To fix this, I changed my default settings in Outlook so every meeting is either 25 or 50 minutes. This gives me some buffer time so I can wrap up one thing before the next.

OneNote Task Integration

Microsoft OneNote

I keep track of Action Items by using OneNote 2016 to take all my meeting notes. It integrates with the To-Do app, so I can add Outlook Flags right in the Action Items of my meeting notes.

It takes virtually no time to flag those items and they end up on my To-Do List for the next day, so I don’t forget! If one of those tasks is scheduling a follow-up meeting, I do that right away.

Purposeful Meetings

Last, I try to set an intention for each meeting. Instead of trying to devise an entire Agenda, I stick with a simple purpose statement. Why am I scheduling this meeting? What are we trying to accomplish?

Then, when it's 3 weeks later and I jump into that meeting, I insert Meeting Details into the OneNote page and I see the purpose statement, my reminder of why we are there.

In the end, all those little things don't get me time back in my day— my days are very full— but they help get value out of that time which leads to more meaningful work.

                   BrainStorm: How have your strategies changed over the years?
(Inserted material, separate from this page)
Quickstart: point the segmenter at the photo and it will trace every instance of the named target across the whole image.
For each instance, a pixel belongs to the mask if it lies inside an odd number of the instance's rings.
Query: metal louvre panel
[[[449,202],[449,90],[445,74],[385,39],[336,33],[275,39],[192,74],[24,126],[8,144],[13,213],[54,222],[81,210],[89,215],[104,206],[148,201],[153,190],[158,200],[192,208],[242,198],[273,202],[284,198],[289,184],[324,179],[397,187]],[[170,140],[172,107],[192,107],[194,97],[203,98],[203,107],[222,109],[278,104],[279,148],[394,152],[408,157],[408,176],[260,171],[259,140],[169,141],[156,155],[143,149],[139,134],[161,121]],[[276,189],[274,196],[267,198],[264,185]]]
KH: When I was a people manager at my old company, I had a hard-copy file for each person I managed that I kept in my locked file cabinet, so, I’ve had to pivot in the "tools" I use. Still, generally, the processes are the same. They just look different.
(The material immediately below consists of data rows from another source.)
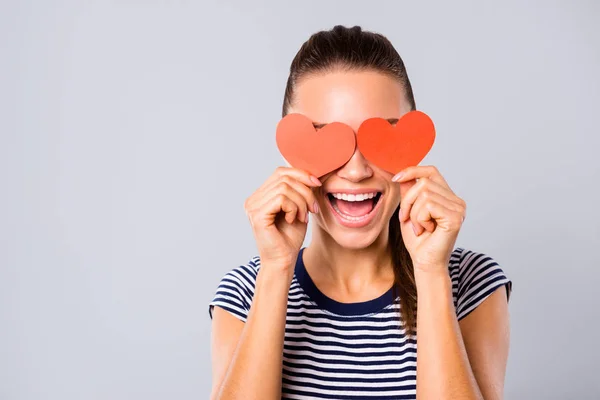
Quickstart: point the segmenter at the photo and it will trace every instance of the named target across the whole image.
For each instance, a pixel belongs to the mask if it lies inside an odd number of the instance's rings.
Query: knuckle
[[[283,193],[278,193],[275,196],[275,201],[279,204],[282,204],[286,201],[287,197]]]
[[[410,218],[411,219],[417,218],[417,207],[410,208]]]
[[[456,230],[456,229],[460,228],[461,223],[462,223],[462,217],[452,218],[450,220],[450,229]]]
[[[253,206],[253,199],[252,199],[252,197],[249,197],[246,199],[246,201],[244,201],[244,211],[246,212],[246,214],[251,213],[252,206]]]
[[[288,185],[292,184],[293,179],[289,175],[283,175],[280,179],[280,182],[287,183]]]
[[[291,186],[289,183],[285,182],[285,181],[280,181],[277,184],[277,187],[279,189],[280,192],[287,192],[288,190],[291,189]]]
[[[286,176],[286,175],[287,175],[287,171],[289,171],[289,168],[287,168],[287,167],[282,167],[282,166],[279,166],[279,167],[275,168],[275,173],[274,173],[274,175],[275,175],[276,177],[280,177],[280,178],[281,178],[281,177],[284,177],[284,176]]]

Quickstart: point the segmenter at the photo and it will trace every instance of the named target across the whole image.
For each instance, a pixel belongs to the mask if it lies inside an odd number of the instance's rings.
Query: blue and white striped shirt
[[[298,254],[290,285],[283,349],[283,399],[415,399],[417,342],[400,324],[392,288],[360,303],[340,303],[316,287]],[[229,271],[209,304],[246,321],[259,257]],[[461,320],[512,282],[490,256],[458,247],[448,266]],[[416,336],[418,339],[418,334]]]

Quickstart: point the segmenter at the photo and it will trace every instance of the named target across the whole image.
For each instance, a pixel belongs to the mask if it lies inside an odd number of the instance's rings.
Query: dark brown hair
[[[335,26],[313,34],[294,57],[285,88],[282,116],[294,100],[294,89],[303,77],[336,70],[373,70],[397,79],[404,88],[410,109],[415,109],[406,68],[392,43],[383,35],[363,31],[360,26]],[[398,211],[390,219],[389,249],[394,265],[394,299],[400,297],[400,311],[408,334],[416,330],[417,288],[412,259],[402,240]]]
Now, instead of that file cabinet, I have a password-protected OneNote section for each person I manage. This works even better because I can give them access to their file.

Ahead of the meeting, they can come in and add questions or Agenda items to their sections. I have also tried to get in the habit of adding some bullet points to a "way to go" section. Any time I see a specific thing worth celebrating, I go to the section and jot it down.

Keeping people in the loop is a lot easier with the tech tools I use now. I used to have someone take meeting notes and email them out after each meeting. Now, I use the OneNote that comes with every Team in MSFT Teams, so everyone automatically has access to the notes.

I also used to send out a separate email before the meeting reminding people of the agenda. Now, the agenda is automatically attached to the invite, and I can use the chat for any reminders, so it all stays in one searchable place.

I used to have checklists or goals written on a physical clipboard, and now I keep them on a Microsoft Planner board.

Sometimes it can be overwhelming for people that have been in the workforce for a while because you’ve done things a certain way and now so much looks different. It can feel like a completely different world, so I try to remember that the experiences I’ve had thus far are still relevant.

All the years have been worthwhile because it’s the concepts and lessons learned that (hopefully) make me a good people manager. The tools are just the packaging.

BrainStorm: Do you have any advice for overwhelmed managers on how they can refine their processes and choose tools that work for them?

KH:  Find one hour where you can try out a new tech tool or system. Open Outlook and block that hour off so no one can schedule a meeting during that time. Then just explore some options.

Microsoft Outlook Calendar

Learning or adding a new system will initially take a little time, but once you have it, it will save you more time in the end and make everything else you do better. And then, in the end, remember that being intentional doesn't need to take a lot of time. Just five minutes of thought before your one-on-one can go a long way.